Introduction to the CLEF 2003 Working Notes

                                                  Carol Peters
                   Istituto di Scienza e Tecnologie dell’Informazione (ISTI-CNR), Pisa, Italy
                                             carol.peters@isti.cnr.it


These Working Notes contain descriptions of the experiments conducted within CLEF 2003 – the fourth in a
series of annual system evaluation campaigns organised by the Cross-Language Evaluation Forum1. The results
of the experiments will be presented and discussed in the CLEF 2003 Workshop, 21-22 August, Trondheim,
Norway. The final papers - revised and extended as a result of the discussions at the Workshop - together with a
comparative analysis of the results will appear in the CLEF 2003 Proceedings, to be published by Springer in
their Lecture Notes for Computer Science series.

CLEF organises a series of evaluation tracks designed to test different aspects of mono- and cross-language
information retrieval system development. The intention is to encourage systems to move from monolingual text
retrieval to the implementation of a full multilingual multimedia search service. The main features of the 2003
campaign are briefly outlined here below in order to provide the necessary background to the experiments
reported in this volume.

1.    Tracks and Tasks in CLEF 2003
In CLEF we distinguish between the core tracks, which are those that are offered regularly each year (the
monolingual, bilingual, multilingual and domain-specific tracks) and additional tracks, which tend to be
organized on a more experimental basis and have the objective of identifying new requirements and appropriate
methodologies for their testing in the multilingual information access context.

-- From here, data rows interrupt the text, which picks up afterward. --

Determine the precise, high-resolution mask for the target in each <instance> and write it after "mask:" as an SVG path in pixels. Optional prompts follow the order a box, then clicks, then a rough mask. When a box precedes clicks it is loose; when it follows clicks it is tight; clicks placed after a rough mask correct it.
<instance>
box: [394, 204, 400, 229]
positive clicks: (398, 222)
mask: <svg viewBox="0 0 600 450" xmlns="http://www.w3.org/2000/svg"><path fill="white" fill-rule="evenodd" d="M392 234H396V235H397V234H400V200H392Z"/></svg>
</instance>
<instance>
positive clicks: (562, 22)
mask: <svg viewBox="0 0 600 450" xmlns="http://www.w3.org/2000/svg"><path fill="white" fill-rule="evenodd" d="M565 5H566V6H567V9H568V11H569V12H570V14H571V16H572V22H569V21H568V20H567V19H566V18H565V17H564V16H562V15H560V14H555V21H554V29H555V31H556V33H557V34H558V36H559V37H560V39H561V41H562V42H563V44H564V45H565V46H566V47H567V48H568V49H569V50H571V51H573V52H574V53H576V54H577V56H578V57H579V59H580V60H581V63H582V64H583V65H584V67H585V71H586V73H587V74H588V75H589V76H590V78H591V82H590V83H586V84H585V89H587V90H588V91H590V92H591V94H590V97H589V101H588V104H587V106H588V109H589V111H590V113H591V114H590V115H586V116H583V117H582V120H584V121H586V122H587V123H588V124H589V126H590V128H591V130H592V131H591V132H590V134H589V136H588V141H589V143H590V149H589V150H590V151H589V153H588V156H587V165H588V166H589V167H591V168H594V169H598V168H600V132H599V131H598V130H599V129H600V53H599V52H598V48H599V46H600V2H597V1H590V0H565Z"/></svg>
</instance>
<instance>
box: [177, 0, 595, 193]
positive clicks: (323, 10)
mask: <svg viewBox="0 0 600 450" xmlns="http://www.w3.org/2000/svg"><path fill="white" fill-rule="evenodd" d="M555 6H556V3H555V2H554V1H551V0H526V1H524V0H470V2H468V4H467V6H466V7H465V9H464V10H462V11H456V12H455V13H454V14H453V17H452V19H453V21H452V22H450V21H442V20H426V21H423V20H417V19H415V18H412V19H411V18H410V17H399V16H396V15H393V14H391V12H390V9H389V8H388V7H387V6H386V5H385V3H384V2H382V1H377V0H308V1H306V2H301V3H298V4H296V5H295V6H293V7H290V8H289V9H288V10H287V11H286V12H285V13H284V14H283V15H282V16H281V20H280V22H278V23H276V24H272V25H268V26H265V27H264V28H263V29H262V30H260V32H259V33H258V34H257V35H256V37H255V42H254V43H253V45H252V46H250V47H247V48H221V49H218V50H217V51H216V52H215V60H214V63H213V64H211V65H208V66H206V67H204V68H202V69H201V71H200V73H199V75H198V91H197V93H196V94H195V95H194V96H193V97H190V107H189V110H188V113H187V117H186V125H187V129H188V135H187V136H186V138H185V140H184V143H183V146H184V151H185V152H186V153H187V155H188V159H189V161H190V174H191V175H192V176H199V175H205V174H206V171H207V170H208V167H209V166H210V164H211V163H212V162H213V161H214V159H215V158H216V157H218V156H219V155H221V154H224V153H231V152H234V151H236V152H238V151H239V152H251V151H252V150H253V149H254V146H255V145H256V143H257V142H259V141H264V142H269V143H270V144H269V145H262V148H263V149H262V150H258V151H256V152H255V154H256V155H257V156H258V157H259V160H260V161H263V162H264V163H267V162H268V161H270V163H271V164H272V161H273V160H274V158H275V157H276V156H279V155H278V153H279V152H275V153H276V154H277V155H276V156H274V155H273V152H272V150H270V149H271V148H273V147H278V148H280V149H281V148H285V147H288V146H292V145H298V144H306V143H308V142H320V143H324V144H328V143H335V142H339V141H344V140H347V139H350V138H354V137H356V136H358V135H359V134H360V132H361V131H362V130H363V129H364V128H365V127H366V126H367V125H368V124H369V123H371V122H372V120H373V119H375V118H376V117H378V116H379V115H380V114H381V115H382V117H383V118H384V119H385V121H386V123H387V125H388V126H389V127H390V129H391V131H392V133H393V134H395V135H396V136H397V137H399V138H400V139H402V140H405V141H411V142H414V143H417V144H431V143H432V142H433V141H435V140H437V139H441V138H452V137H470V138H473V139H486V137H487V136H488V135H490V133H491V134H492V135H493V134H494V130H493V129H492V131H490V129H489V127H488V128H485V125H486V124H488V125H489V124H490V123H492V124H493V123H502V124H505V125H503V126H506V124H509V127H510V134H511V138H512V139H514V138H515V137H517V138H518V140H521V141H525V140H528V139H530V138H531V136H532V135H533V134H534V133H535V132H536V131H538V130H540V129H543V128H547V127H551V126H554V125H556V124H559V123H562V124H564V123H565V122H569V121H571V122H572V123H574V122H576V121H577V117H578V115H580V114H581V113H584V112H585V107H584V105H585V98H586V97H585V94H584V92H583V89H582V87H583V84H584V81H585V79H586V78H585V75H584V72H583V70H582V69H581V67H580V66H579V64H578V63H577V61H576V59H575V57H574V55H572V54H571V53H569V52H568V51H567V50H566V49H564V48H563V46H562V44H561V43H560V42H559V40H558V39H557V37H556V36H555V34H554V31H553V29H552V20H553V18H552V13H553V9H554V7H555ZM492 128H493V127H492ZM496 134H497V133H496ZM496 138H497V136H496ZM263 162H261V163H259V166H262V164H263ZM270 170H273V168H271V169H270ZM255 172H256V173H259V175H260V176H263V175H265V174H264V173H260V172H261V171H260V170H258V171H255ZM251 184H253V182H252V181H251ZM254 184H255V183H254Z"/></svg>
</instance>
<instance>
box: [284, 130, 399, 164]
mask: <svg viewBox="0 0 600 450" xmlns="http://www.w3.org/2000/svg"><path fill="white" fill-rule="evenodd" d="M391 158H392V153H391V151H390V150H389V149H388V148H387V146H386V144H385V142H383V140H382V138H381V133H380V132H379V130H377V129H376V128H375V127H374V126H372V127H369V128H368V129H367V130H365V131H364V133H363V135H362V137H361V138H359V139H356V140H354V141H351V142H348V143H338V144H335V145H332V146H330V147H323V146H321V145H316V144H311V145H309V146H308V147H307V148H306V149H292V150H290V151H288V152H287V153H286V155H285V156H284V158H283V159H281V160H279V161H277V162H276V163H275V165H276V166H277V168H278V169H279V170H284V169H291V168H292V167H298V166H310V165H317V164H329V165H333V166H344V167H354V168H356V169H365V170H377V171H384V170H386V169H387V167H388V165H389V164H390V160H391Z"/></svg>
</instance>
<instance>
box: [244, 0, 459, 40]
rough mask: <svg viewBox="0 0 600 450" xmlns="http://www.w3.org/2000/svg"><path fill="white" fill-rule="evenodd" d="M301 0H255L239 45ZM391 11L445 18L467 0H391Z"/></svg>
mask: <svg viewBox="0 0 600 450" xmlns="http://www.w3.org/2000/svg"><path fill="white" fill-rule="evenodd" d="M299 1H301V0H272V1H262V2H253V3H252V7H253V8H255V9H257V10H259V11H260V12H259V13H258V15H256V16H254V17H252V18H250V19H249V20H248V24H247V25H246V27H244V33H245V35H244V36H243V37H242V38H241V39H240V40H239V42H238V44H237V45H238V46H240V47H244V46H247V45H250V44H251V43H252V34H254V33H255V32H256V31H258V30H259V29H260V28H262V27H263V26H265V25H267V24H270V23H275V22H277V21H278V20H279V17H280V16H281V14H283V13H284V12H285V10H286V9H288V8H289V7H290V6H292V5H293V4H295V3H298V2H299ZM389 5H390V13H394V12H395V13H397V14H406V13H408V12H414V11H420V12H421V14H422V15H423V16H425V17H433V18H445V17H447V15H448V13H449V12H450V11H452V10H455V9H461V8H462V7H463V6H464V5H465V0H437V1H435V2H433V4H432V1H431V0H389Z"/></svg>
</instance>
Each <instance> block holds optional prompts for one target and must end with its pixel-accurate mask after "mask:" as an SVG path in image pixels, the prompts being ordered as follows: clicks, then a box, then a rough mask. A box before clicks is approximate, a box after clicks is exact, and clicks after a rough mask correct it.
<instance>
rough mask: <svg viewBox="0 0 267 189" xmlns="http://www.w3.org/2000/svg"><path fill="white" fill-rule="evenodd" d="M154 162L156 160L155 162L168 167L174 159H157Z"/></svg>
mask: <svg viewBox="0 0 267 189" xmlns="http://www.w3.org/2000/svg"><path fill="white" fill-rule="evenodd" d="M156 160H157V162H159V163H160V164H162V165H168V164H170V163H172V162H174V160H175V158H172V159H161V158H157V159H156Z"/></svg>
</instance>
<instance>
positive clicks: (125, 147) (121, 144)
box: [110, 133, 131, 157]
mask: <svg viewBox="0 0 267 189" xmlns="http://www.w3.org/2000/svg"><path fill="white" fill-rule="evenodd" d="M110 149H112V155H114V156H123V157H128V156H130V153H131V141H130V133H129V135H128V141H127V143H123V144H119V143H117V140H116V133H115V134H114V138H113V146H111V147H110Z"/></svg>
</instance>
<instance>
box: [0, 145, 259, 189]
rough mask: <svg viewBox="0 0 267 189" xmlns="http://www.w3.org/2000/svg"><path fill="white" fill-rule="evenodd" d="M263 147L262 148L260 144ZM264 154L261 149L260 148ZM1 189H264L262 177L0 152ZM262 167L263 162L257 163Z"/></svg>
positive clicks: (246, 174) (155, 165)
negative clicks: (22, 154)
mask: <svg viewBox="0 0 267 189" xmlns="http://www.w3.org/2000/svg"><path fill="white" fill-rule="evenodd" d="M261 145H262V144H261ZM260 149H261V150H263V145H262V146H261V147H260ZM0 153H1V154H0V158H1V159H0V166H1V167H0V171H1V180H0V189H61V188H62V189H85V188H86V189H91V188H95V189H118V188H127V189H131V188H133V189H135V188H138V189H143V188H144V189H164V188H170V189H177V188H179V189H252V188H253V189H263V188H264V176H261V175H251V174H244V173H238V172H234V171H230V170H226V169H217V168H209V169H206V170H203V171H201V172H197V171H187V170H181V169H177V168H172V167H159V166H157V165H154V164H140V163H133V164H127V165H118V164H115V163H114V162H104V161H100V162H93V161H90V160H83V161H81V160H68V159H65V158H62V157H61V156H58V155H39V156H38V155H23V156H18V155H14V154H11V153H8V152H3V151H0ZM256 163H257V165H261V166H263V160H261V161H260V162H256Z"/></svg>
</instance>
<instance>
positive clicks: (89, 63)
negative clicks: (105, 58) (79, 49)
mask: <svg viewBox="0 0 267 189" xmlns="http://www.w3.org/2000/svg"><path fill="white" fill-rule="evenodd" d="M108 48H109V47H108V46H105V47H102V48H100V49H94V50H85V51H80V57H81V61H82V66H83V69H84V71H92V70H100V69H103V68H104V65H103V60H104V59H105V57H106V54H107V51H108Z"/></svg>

The core tracks are coordinated by
the members of the CLEF consortium, whereas the additional tracks are organized by interested associated
groups on a voluntary basis, under the CLEF umbrella. Tracks can consist of a number of separate tasks. CLEF
2003 offered eight separate tracks evaluating the performance of systems for:
    • multilingual information retrieval
    • bilingual information retrieval
    • monolingual (non-English) information retrieval
    • domain-specific information retrieval
    • interactive cross-language information retrieval
    • mono- and cross-language question answering
    • cross-language retrieval in image collections
    • cross-language spoken document retrieval

1.1     Core Tracks
Multilingual/Bilingual/Monolingual Information Retrieval: The main track in CLEF is the multilingual one.
One of the principal objectives of CLEF is to encourage developers to build systems capable of using a single
query in a preferred query language to retrieve relevant documents in all languages in a multilingual collection,
listing the results in a single, ranked list. In CLEF 2003, for the first time two distinct multilingual tasks were
offered: multilingual-4 and multilingual-8. The collection for multilingual-4 contained English, French, German
and Spanish documents. Multilingual-8 involved searching a collection containing documents in eight
languages: Dutch, English, Finnish, French, German, Italian, Spanish and Swedish.
     The objective of the 2003 bilingual track was to encourage the tuning of systems running on challenging
language pairs that did not include English; however we also wanted to ensure comparability of results. For this
reason, unlike CLEF 2002 where the bilingual track allowed participants to query any available target collection
using queries in any permitted topic language, bilingual runs in CLEF 2003 were only accepted for one or more

1
 From October 2001, CLEF is supported by the European Commission under the IST programme (IST-2000-31002).
The consortium members are: ISTI-CNR, Pisa; IZ Sozialwissenschaften, Bonn; ELRA/ELDA, Paris; Eurospider, Zurich;
UNED, Madrid; NIST, USA. For more information, see: http://www.clef-campaign.org.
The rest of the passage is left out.